By Swann Collins, investor, writer and consultant in international affairs – Eurasia Business News, October 27, 2022
The European Central Bank (ECB) raised the key interest rate by 75 basis points to 2% per annum. This is the third rate hike announced by the Frankfurt institution since July.
Last time, the key rate was increased by 75 points on September 8.
“The Governing Council of the ECB has decided and expects a further increase in interest rates to ensure the timely return of inflation to the medium-term target level of 2%,” announced the central bank on its website.
The base interest rate has been increased to 2%, the deposit rate is now 1.50%, and the ECB’s short-term loans are 2.25%, a level it had not reached since 2009.
The regulator notes that inflation remains too high and will remain above the target for a long period. In September, annual inflation in the eurozone hit 9.9%, a record, after 9.1% in August.
Christine Lagarde indicated that this increase will be followed by others. The objective: to increase the cost of borrowing to curb demand. After ending eleven years of accommodative monetary policies, the Frankfurt-based monetary institution is determined to follow its “normalization path“.
The European Central Bank has also decided to tighten conditions on the latest wave of giant loans to banks at advantageous rates, which are no longer in line with the phase of high inflation.
“Given the unexpected and exceptional acceleration of inflation,” the lending facility called TLTRO must be “recalibrated,” according to an ECB statement. Given the rise in key rates, these loans now offer attractive gains on banks’ excess liquidity. The rate applied to these loans will therefore be adjusted and banks will be able to repay them on early dates.
On September 8, the European Central Bank for the first time raised the base rate by 75 points – up to 1.25% per annum.
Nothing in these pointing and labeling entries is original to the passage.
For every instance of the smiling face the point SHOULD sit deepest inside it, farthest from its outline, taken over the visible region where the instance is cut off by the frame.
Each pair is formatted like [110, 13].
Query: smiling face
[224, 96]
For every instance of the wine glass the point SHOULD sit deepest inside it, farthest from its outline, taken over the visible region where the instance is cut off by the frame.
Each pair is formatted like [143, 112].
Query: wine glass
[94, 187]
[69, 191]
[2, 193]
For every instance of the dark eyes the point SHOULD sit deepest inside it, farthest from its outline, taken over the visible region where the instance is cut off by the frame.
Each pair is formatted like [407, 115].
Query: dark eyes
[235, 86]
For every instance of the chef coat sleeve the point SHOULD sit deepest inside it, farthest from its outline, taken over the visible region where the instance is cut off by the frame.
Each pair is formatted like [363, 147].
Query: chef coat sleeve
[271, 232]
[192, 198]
On July 21, the ECB raised the rate by 50 basis points to 0.5% for the first time since 2011. The regulator then explained that the change in the rate is associated with a reassessment of inflation risks.
On September 28, Christine Lagarde, the Chairman of the European Central Bank (ECB) said that the institution must continue to raise interest rates to stem inflation, even if it results in slowing growth.
“We need to bring inflation down to 2% in the medium term and we will do what we have to do, which is to continue to raise interest rates in the next meetings,” she told a conference in Frankfurt. “If we didn’t meet (our mandate), it would penalize the economy even more.”
On March 30, Christine Lagarde said “We know that we are going to see higher inflation this year, there is no doubt about that,”, during a conference organized by the central bank of Cyprus.
A falling euro currency, amid high inflation, a coming recession, a bear market in stock exchanges and the recent victory of national-convervative parties in Italy, could provoke the end of the euro zone in 2023.
Read also : How to invest in gold
Europe is in a very difficult situation now. With raising interest rates, the cost of debt will increase, putting more pressure on workers and small and medium companies. The housing market can be the first to plunge in coming months in the euro zone.
Gold prices were navigating between $ 1,654 and $ 1,670 per troy ounce today, gaining near 2.12% over the past 30 days. Silver prices were negotiated between $ 19.27 and $ 19.75 per ounce today.
The exchange rate of euro/dollar is today : 1 euro for 1 dollar.